Mapping system models to the real world
Safety and liveness properties and system models are very useful for reasoning about the correctness of a distributed algorithm. However, when implementing an algorithm in practice, the messy facts of reality come back to bite you again, and it becomes clear that the system model is a simplified abstraction of reality.
For example, algorithms in the crash-recovery model generally assume that data in stable storage survives crashes. However, what happens if the data on disk is corrupted, or the data is wiped out due to hardware error or misconfiguration ? What happens if a server has a firmware bug and fails to recognize its hard drives on reboot, even though the drives are correctly attached to the server ?

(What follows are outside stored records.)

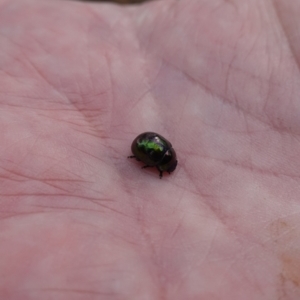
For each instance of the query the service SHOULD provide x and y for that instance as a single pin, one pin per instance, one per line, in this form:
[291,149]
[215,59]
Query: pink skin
[79,81]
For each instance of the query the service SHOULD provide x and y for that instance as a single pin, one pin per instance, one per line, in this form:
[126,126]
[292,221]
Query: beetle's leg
[160,172]
[144,167]
[132,156]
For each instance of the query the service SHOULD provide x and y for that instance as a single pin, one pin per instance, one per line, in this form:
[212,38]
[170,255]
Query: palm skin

Quorum algorithms (see “Quorums for reading and writing” on page 179) rely on a node remembering the data that it claims to have stored. If a node may suffer from amnesia and forget previously stored data, that breaks the quorum condition, and thus breaks the correctness of the algorithm. Perhaps a new system model is needed, in which we assume that stable storage mostly survives crashes, but may sometimes be lost. But that model then becomes harder to reason about.
The theoretical description of an algorithm can declare that certain things are simply assumed not to happen—and in non-Byzantine systems, we do have to make some assumptions about faults that can and cannot happen. However, a real implementation may still have to include code to handle the case where something happens that was assumed to be impossible, even if that handling boils down to printf("Sucks to be you") and exit(666)—i.e., letting a human operator clean up the mess . (This is arguably the difference between computer science and software engineering.)
That is not to say that theoretical, abstract system models are worthless—quite the opposite. They are incredibly helpful for distilling down the complexity of real systems to a manageable set of faults that we can reason about, so that we can understand the problem and try to solve it systematically. We can prove algorithms correct by showing that their properties always hold in some system model.
Proving an algorithm correct does not mean its implementation on a real system will necessarily always behave correctly. But it’s a very good first step, because the theoretical analysis can uncover problems in an algorithm that might remain hidden for a long time in a real system, and that only come to bite you when your assumptions (e.g., about timing) are defeated due to unusual circumstances. Theoretical analysis and empirical testing are equally important.